South Africa’s growth prospects have improved since the 2021 budget review was tabled. Increased commodity prices, especially in iron and coal, have supported South Africa’s export revenue. The chart below shows that South Africa is a large commodities exporter.
Increased commodities exports combined with an overall economic recovery from the covid-19 recession has resulted in a significant improvement in South Africa’s fiscal revenues. Corporate tax revenue was R105 billion higher and income tax revenue was R37 billion in the 2021/22 fiscal year when compared to the estimates in the 2021 budget review.
In the 2nd quarter of 2022, corporate taxes have replaced VAT as the second most important source of tax revenue. This is likely due to increased profits from mining companies. Corporate taxes were also the primary form of revenue in the late 2000s, the previous commodity boom likely propelled by China’s growth.
The above graph shows that the consumer price inflation has increased after the lows of 2020, with the inflation driven by increase in the price of goods. While the inflation growth for services has been far more limited. This could be a hint that the increase in inflation is driven by supply side factors rather than demand. As a result of increased inflation, South Africa’s nominal GDP has increased to a higher level than expected. South Africa’s National Treasury predicts that a higher-than-normal inflation and nominal growth rate will persist for the next two years.
This higher inflation has supported the National Treasury’s fiscal consolidation strategy — which was based on keeping nominal expenditure relatively constant, while real expenditure would decline. A constant nominal expenditure hasn’t entirely been the case, as there has been increased wages and “additional resources to support low-income households”. The National Treasury is predicting fiscal revenue to be greater than non-interest expenditure in 2024.
As a result of both higher nominal GDP growth and increased revenue, South Africa’s gross debt-to-GDP ratio is expected to peak at 71.1% in the 2022/23 fiscal year.
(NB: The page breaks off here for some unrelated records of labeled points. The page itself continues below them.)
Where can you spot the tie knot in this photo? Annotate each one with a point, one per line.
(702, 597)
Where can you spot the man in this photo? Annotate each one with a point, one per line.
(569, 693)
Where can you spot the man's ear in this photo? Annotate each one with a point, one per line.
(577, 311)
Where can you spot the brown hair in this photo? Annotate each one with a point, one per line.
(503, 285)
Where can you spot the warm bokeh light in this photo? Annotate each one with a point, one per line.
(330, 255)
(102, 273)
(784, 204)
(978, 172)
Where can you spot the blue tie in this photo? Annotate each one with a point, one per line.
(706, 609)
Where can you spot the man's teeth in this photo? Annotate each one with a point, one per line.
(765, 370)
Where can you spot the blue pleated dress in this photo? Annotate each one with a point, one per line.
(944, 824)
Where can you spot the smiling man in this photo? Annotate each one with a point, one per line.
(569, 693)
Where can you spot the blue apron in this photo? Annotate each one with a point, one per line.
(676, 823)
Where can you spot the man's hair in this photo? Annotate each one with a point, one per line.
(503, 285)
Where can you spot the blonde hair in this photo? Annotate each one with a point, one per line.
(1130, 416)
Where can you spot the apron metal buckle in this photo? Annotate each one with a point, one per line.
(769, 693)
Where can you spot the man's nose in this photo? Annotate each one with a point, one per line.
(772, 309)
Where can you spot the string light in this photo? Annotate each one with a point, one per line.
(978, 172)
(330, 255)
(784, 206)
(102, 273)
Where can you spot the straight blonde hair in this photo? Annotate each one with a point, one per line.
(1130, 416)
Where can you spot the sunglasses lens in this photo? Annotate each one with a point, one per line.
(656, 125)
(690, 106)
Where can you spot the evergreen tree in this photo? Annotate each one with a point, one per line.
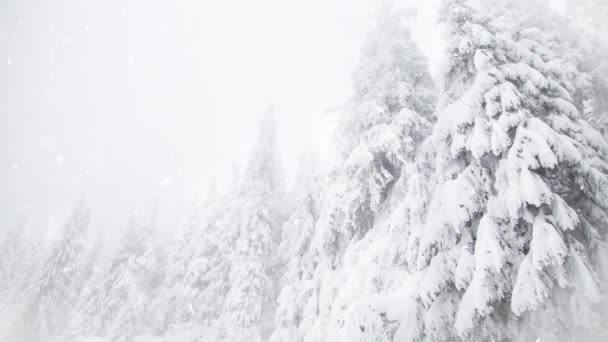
(194, 286)
(382, 184)
(130, 282)
(248, 241)
(56, 283)
(521, 199)
(294, 261)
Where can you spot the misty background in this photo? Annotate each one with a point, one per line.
(138, 105)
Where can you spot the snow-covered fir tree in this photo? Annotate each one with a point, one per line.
(130, 280)
(248, 237)
(294, 260)
(195, 284)
(521, 200)
(361, 227)
(52, 288)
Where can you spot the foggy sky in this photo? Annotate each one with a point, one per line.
(140, 104)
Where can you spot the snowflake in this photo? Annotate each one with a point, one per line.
(166, 182)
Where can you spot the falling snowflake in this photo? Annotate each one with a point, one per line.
(166, 182)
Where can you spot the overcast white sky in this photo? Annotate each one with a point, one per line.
(141, 103)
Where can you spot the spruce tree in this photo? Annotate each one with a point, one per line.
(247, 239)
(522, 193)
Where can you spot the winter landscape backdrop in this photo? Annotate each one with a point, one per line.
(416, 171)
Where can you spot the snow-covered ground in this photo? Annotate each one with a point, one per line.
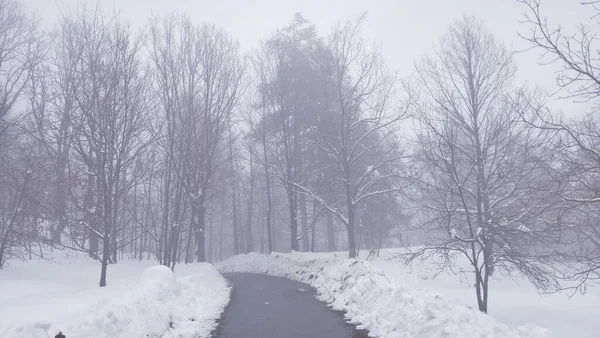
(41, 298)
(391, 301)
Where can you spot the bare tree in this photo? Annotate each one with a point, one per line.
(484, 180)
(109, 125)
(21, 52)
(358, 131)
(198, 72)
(578, 78)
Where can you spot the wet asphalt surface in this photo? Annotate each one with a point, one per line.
(271, 307)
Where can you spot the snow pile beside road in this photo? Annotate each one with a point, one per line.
(374, 303)
(158, 305)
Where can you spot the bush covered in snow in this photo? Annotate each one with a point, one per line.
(158, 305)
(374, 303)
This is three years earlier and at a lower level than predicted in the 2021 budget review and the 2021 MTBPS. Increased commodity prices and higher inflation were vital for limiting the increase in public debt in terms of GDP, something South Africa’s National Treasury recognizes:
“The improvement in the pace of debt stabilization is largely a result of higher-than-anticipated inflation and revenue.” (2022 MTBPS p.2)
“Over the past two years, South Africa’s broad recovery from the COVID-19- induced crisis of 2020 was supported by higher global commodity prices, which improved export and fiscal revenues” (2022 MTBPS p.3)
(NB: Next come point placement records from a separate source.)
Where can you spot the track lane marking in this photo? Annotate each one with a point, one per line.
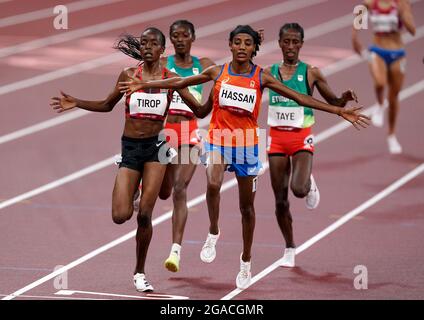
(346, 217)
(199, 199)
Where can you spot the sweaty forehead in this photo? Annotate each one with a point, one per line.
(150, 35)
(291, 34)
(243, 36)
(180, 28)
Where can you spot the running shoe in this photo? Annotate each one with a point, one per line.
(208, 252)
(313, 197)
(288, 258)
(244, 276)
(377, 117)
(136, 199)
(141, 284)
(173, 262)
(394, 145)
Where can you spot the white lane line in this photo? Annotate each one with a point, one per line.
(148, 296)
(139, 18)
(201, 32)
(48, 12)
(199, 199)
(43, 125)
(54, 298)
(347, 217)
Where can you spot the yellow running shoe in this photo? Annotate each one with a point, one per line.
(173, 262)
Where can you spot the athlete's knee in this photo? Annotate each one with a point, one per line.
(300, 191)
(165, 194)
(213, 187)
(180, 191)
(247, 211)
(144, 220)
(180, 187)
(120, 216)
(282, 206)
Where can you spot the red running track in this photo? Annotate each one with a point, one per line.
(61, 225)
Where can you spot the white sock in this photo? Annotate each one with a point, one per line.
(176, 248)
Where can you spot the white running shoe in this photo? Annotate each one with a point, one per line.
(288, 258)
(377, 117)
(313, 197)
(394, 145)
(141, 284)
(244, 276)
(208, 252)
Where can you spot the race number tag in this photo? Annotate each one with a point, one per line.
(237, 97)
(148, 103)
(285, 116)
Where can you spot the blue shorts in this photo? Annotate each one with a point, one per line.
(244, 161)
(389, 56)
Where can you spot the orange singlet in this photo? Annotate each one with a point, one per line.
(236, 105)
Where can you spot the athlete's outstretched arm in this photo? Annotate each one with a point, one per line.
(135, 84)
(200, 110)
(351, 114)
(319, 80)
(406, 16)
(67, 102)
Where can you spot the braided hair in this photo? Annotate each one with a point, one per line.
(130, 45)
(184, 23)
(292, 26)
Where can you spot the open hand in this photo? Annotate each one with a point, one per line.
(132, 85)
(63, 103)
(349, 95)
(357, 47)
(353, 116)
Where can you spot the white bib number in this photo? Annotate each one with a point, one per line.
(177, 102)
(148, 103)
(237, 97)
(285, 116)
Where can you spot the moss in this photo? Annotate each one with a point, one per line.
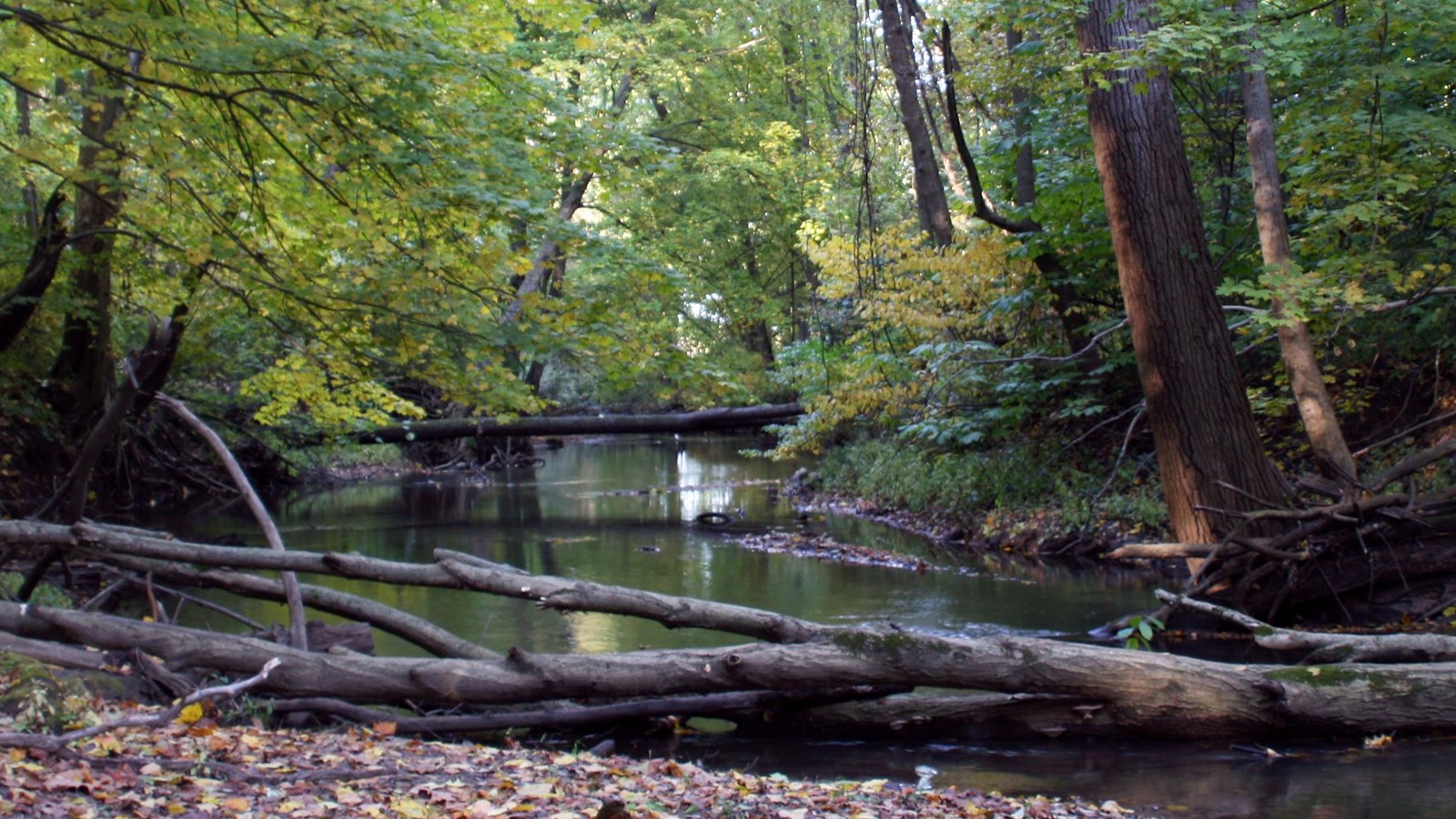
(1327, 676)
(888, 643)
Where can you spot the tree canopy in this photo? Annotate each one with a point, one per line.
(376, 212)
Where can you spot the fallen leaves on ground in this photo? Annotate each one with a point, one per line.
(206, 770)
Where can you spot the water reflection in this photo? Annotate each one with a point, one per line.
(622, 511)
The relatively high maturity of South Africa’s public debt was essential in ensuring that higher inflation reduced the real value of public debt. It was prudent of South Africa’s National Treasury to focus the structure of public debt based on a longer maturity and rand denomination. Even though borrowing at a shorter maturity and in US dollars would mean lower interest costs. If that were the case, then the current weaker currency and higher marginal cost of debt would have likely seen a higher debt-to-GDP ratio.
There are several risks to the forecast for the path of public debt. The current commodity boom, like the previous before it, is likely temporary. There is also pressure for increased social spending, public-service wages and support for state owned enterprises. The most recent MTBPS includes a mention of how the government plans to take over a portion of Eskom’s debt. This is concerning as Eskom’s debt has a higher percentage of foreign denominated debt when compared to that of National Treasury, as shown in the table below. However not to the degree that it would derail National Treasury’s fiscal consolidation plan.